Отец Джесона перебрался на постоянное место жительства в Сиэтл, где жили два брата Джесона, когда Хаён было всего два годика; но в прошлом году у него началась болезнь Альцгеймера, и старик находился на полном попечении матери Джесона. Тот просто не мог обременить ее дополнительными хлопотами, поскольку уход за отцом занимал практически все ее свободное время, — равно как не мог попросить приютить Хаён и кого-то из братьев, связанных по рукам и ногами работой в собственном ресторане. Да и просить было бы как-то не с руки. Родственники, с которыми не видишься даже раз в год, с которыми и созваниваешься-то раз в несколько месяцев, — это, считай, и не родственники вообще.
А потом, Джесону была невыносима сама мысль отправить маленькую девочку в такую даль, при живом-то отце.
Ответ был ясен, и неважно, как он сам на все это смотрел. Оставалось лишь придумать, как все это осуществить.
— Что я тебе уже раньше говорил? — спросил он у Хаён.
Та лишь посмотрела на него, не произнеся ни слова.
— Я говорил тебе не волноваться. Я все устрою, — заверил он ее.
— Выходит… выходит, мне можно будет жить с тобой?
Джесон кивнул, и девочка наконец улыбнулась с явным облегчением. При виде улыбки у нее на лице Джесон дал себе зарок решить проблему прямо сейчас, ни секунды не откладывая.
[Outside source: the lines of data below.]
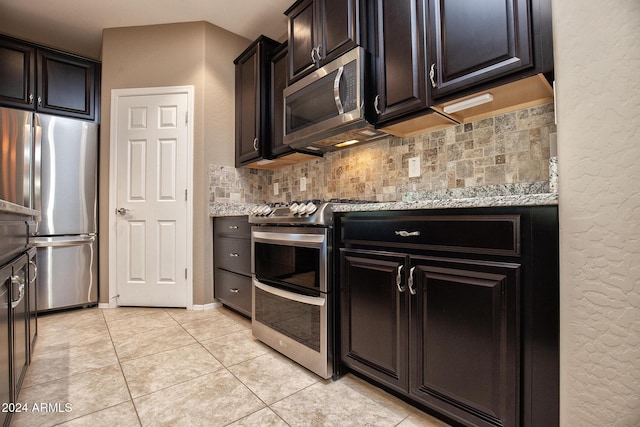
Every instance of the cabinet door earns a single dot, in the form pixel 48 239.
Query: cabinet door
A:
pixel 252 100
pixel 278 84
pixel 66 85
pixel 17 70
pixel 464 345
pixel 400 60
pixel 472 42
pixel 248 146
pixel 374 316
pixel 302 39
pixel 340 27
Прошел уже год, как они стали жить с Сонгён — он уже хорошо знал, что она за человек. Она не из тех, кто холодно отвергнет маленького ребенка в такой ситуации. Может еще немного поколебаться, но в конце концов обязательно примет Хаён. Но даже если и так, имелась и еще одна причина, по которой он пребывал в нерешительности — почему не мог прямо сейчас взять дочь за руку и отвести к себе домой.
Ему крайне не хотелось рассказывать Сонгён о том, что произошло между ним и его бывшей женой. Сонгён не из тех, кто любит ворошить прошлое, так что он никогда и не упоминал перед ней об этом.
Если Хаён будет жить с ними в одном доме, ему придется рассказать Сонгён много чего из прошлого, чего совсем не хочется рассказывать и чего ей явно не стоит знать. В последующие дни Хаён будет проводить гораздо больше времени с ней, чем с ним. И совершенно непонятно, к чему это может привести и о чем Хаён может обмолвиться, когда обе будут оставаться наедине. Это беспокоило его больше всего.
Но в данный момент другой альтернативы не имелось. Может, в итоге придется внимательно наблюдать за ними, каждый божий день ходить словно по минному полю. Но наконец он твердо решил: ребенка нужно забрать к себе домой.
Интересно, подумал Джесон, сколько Хаён вообще знает из того, что произошло той ночью. Но это было не то, о чем легко говорить или о чем можно просто спросить. Он немного понаблюдал за ней, полностью сосредоточившейся на еде и опустившей голову к тарелке, а потом подхватил свою чашку и залпом допил остатки воды.
Показалось, будто что-то холодное и твердое вонзилось ему прямо в горло.
9
Он был в синей арестантской робе и в наручниках, но вид у него был самый что ни на есть благодушный.
Знакомое по фотографии правильное лицо было таким бледным, достаточно долго не видя солнца, что из-под кожи просвечивали голубоватые капилляры — довольно симпатичное лицо с четко очерченными бровями и мягкими губами. Глаза с опущенными вниз уголками придавали ему еще более умильный вид. Прозвище «Давид» вполне ему подходило. Из-за короткой тюремной стрижки все эти особенности лица вошедшего еще более бросались в глаза.